大阪府では、2日発表された重症患者数が、1日としては過去最多の131人に上り、重症患者を受け入れる病床の使用率も63.6%と、「大阪モデル」で「非常事態」を示す赤信号に変わる基準の70%に迫っています。
こうした状況を受けて、大阪府は、4日午後6時20分から、緊急の対策本部会議を開き、冒頭、吉村知事は、「医療提供体制が非常にひっ迫している。特に重症者への提供体制がひっ迫しており、医療における非常事態宣言と言えるような状況だ。医療提供体制をなんとか守り、命を守ることを第一に対策を取っていきたい」と述べ危機感を示しました。
会議では、重症患者数がこのまま横ばいで推移した場合は12月8日に、また、1.2倍で増加した場合は、12月7日に病床の使用率が70%に達する見込みだとして、「大阪モデル」で初めて赤信号を点灯させることを決める方針です。

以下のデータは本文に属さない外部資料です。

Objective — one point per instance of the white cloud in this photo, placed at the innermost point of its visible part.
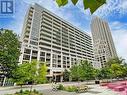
(116, 25)
(112, 7)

そのうえで、すべての府民に対し、今月4日から15日までの12日間、できるかぎり不要不急の外出を控えるよう呼びかけることを決める方針です。
さらに、大阪・北区と中央区の酒類を提供する飲食店などを対象とした営業時間短縮の要請についても、12月11日までとしていた期間を12月15日まで延長する方針です。